I have written this code to return the intersection of two linked-lists. Still, at first I was comparing if(pointer1.val == pointer2.val)
and got an error, then I figured out that it should be if(pointer1==pointer2)
, I'm still a beginner and I can't recognize why I don't compare the values of the pointers, and what is the difference of pointer1==pointer2
and comparing their values...
public class Solution {
public ListNode getIntersectionNode(ListNode headA, ListNode headB) {
if(headA==null || headB==null){
return null;
}
ListNode pointer1=headA;
ListNode pointer2=headB;
while(pointer1 !=pointer2){
pointer1=pointer1.next;
pointer2=pointer2.next;
if(pointer1==pointer2)
return pointer1;
if(pointer1==null){
pointer1=headB;
}
if(pointer2==null){
pointer2=headA;
}
}
return pointer1;
}
}
CodePudding user response:
why I don't compare the values of the pointers, and what is the difference of pointer1==pointer2 and comparing their values
Imagine a case where all the nodes have the same values:
headA -> [1] -> [1] -> [1] -> [1] -> [1] -> null
/
/
headB -> [1] -> [1]
If you would compare values, you'd find an equality the very first time -- when comparing the nodes that headA
and headB
point to.
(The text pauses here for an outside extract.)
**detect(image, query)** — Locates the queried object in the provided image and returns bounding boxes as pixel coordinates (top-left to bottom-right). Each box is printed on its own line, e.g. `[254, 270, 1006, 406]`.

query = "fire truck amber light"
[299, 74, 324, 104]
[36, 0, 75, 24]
Although these have the same value, they are not the same nodes.
The goal of the algorithm is to find the first node that is shared by both lists (not just a shared value, but the node itself). So when we traverse with two pointers along the two lists we hope to find a state where both pointers reference the same node. This is equivalent to saying that these pointers have the same value.